A Moment for Mags
This was a big week in magazines. First, Graydon Carter stepped down after 25 years as editor-in-chief at Vanity Fair. The same day, Nylon announced it was closing its print edition. Yesterday, it broke that Robbie Myers is leaving Elle after 17 years at its helm -- followed by today's news that Nina Garcia would take her place. It all reminds me of one of my mom's favorite expressions, "Nothing changes, nothing changes, nothing changes... and then everything changes."
Except, things have been changing in magazines for years, and even the most casual observer can see it. Last night, after the Robbie Myers bombshell, my bff from the glossy days and I were texting our predictions and gossip back and forth. She had a tip from someone still on the inside that mags as we know them will be dead in five years -- but I'm not so sure.
It's true that more great titles will probably shutter, and probably a few more will reduce frequency. Editorial staffs will continue to shrink, as will page counts. But the optimist in me believes that there will always be a place for gorgeous, arresting print editorial -- the kind that the movie Funny Face channeled in its homage to Richard Avedon and Diana Vreeland, and that Alexey Brodovitch had in mind when he commanded, "Astonish me!"

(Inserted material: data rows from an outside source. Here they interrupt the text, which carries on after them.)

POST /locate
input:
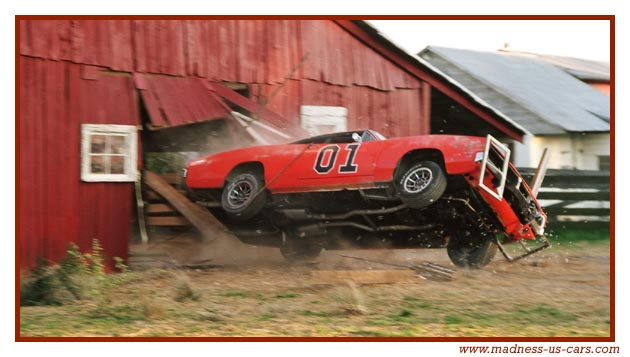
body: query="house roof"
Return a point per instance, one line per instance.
(541, 97)
(437, 78)
(583, 69)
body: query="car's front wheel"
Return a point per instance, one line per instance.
(422, 184)
(243, 196)
(469, 248)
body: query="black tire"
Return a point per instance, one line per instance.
(300, 252)
(241, 198)
(470, 249)
(422, 184)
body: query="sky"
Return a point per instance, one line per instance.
(588, 39)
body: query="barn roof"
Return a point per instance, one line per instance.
(442, 81)
(583, 69)
(542, 97)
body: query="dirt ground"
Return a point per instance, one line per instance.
(252, 291)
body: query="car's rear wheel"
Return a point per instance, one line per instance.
(243, 196)
(422, 184)
(470, 248)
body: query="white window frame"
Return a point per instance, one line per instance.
(130, 132)
(312, 116)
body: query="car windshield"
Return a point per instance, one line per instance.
(344, 137)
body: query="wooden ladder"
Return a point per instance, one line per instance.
(170, 207)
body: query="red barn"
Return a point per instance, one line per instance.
(95, 95)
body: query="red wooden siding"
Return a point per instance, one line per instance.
(393, 113)
(248, 51)
(55, 206)
(173, 101)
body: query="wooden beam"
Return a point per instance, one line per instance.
(168, 221)
(159, 208)
(210, 227)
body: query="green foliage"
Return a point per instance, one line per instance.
(183, 292)
(39, 288)
(234, 294)
(287, 296)
(120, 265)
(78, 276)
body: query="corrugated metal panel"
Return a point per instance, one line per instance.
(173, 101)
(258, 51)
(55, 206)
(555, 101)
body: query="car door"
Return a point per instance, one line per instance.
(339, 165)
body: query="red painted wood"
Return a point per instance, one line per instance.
(432, 79)
(55, 206)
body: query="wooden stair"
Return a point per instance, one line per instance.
(158, 212)
(167, 206)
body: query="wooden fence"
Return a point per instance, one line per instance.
(572, 197)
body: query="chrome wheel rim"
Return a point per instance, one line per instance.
(239, 193)
(417, 180)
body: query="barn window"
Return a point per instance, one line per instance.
(108, 153)
(318, 119)
(604, 162)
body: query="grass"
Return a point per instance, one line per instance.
(511, 301)
(558, 234)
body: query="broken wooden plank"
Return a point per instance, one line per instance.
(389, 276)
(205, 222)
(173, 179)
(159, 208)
(168, 221)
(151, 195)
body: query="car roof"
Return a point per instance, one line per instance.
(340, 137)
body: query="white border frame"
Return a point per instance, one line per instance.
(130, 174)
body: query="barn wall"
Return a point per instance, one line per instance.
(55, 206)
(316, 62)
(248, 51)
(325, 65)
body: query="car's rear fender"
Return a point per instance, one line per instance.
(254, 167)
(456, 154)
(415, 156)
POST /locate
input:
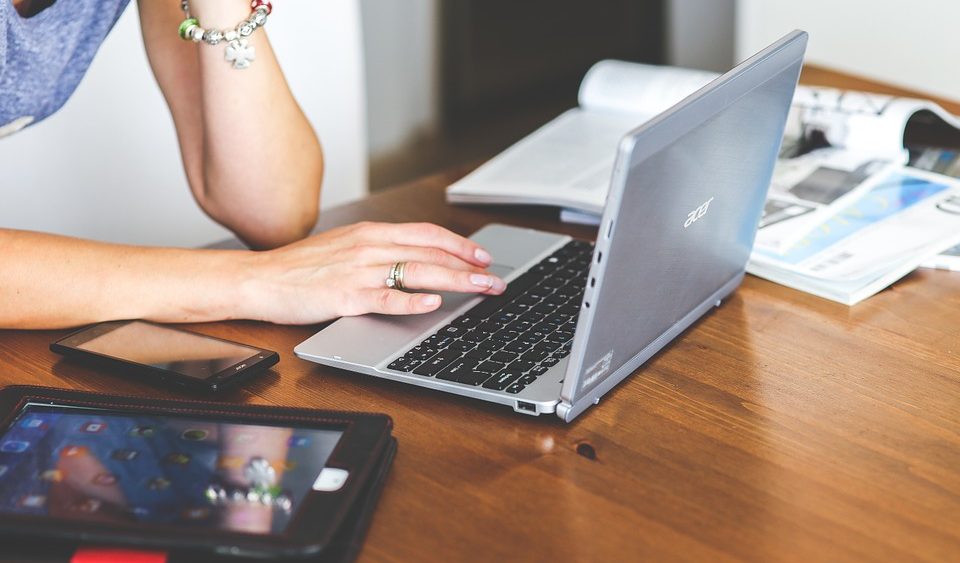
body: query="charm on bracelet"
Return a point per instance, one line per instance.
(238, 51)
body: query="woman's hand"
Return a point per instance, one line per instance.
(343, 272)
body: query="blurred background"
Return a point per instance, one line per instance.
(401, 88)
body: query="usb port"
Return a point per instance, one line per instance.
(526, 407)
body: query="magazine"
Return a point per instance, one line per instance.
(861, 247)
(568, 162)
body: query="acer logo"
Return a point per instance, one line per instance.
(697, 213)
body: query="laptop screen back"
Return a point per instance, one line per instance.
(682, 215)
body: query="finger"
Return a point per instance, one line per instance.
(427, 235)
(393, 302)
(391, 254)
(418, 275)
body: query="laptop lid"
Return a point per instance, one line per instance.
(680, 220)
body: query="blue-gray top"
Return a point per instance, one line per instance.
(43, 58)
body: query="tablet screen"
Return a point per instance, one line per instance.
(118, 466)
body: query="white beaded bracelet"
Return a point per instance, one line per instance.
(238, 51)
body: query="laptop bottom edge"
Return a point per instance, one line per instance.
(567, 411)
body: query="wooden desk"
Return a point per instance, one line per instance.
(780, 427)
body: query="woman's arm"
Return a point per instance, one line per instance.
(50, 281)
(253, 162)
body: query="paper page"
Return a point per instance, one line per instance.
(862, 121)
(807, 189)
(567, 162)
(618, 86)
(901, 218)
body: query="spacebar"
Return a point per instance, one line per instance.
(492, 304)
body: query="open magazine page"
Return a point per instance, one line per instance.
(860, 135)
(618, 86)
(806, 189)
(905, 217)
(864, 122)
(569, 161)
(944, 161)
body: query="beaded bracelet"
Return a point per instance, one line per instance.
(238, 51)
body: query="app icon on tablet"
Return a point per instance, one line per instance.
(52, 476)
(33, 423)
(32, 501)
(158, 484)
(298, 441)
(142, 431)
(93, 427)
(73, 451)
(124, 454)
(176, 458)
(14, 447)
(194, 435)
(105, 479)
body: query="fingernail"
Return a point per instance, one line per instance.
(483, 256)
(481, 280)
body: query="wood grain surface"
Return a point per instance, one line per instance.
(781, 427)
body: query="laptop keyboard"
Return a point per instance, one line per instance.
(507, 341)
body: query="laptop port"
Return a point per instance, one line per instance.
(524, 406)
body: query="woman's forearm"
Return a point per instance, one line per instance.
(252, 159)
(50, 281)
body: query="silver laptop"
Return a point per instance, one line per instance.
(577, 318)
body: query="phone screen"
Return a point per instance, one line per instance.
(183, 352)
(113, 466)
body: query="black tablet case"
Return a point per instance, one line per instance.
(344, 548)
(346, 544)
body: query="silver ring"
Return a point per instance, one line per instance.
(395, 278)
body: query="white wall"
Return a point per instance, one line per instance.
(700, 34)
(107, 165)
(402, 70)
(912, 44)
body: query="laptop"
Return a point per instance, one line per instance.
(578, 317)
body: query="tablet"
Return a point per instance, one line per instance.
(174, 475)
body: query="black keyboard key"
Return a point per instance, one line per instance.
(533, 317)
(505, 336)
(474, 336)
(473, 378)
(502, 380)
(477, 354)
(563, 335)
(539, 370)
(489, 346)
(439, 361)
(503, 357)
(521, 365)
(402, 364)
(451, 330)
(458, 368)
(489, 327)
(556, 300)
(490, 367)
(437, 341)
(534, 356)
(461, 345)
(421, 352)
(465, 321)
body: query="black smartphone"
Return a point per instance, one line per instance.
(160, 353)
(177, 476)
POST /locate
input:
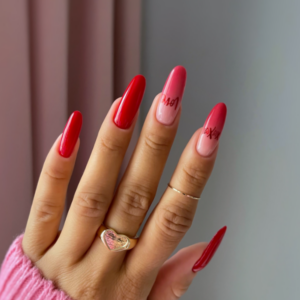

Having had the privilege of working with Glenda Bailey, an editor who takes her role as torch-bearer for these legends very, very seriously, I can also say the vision and talent is as powerful as ever. And while I bear no illusions that the publishing PTB give a damn about producing art, it gives me some hope that Hearst put its faith in Nina Garcia -- a seasoned industry veteran who has successfully swanned the waters of both digital and print -- and I look forward to seeing what she does with Elle.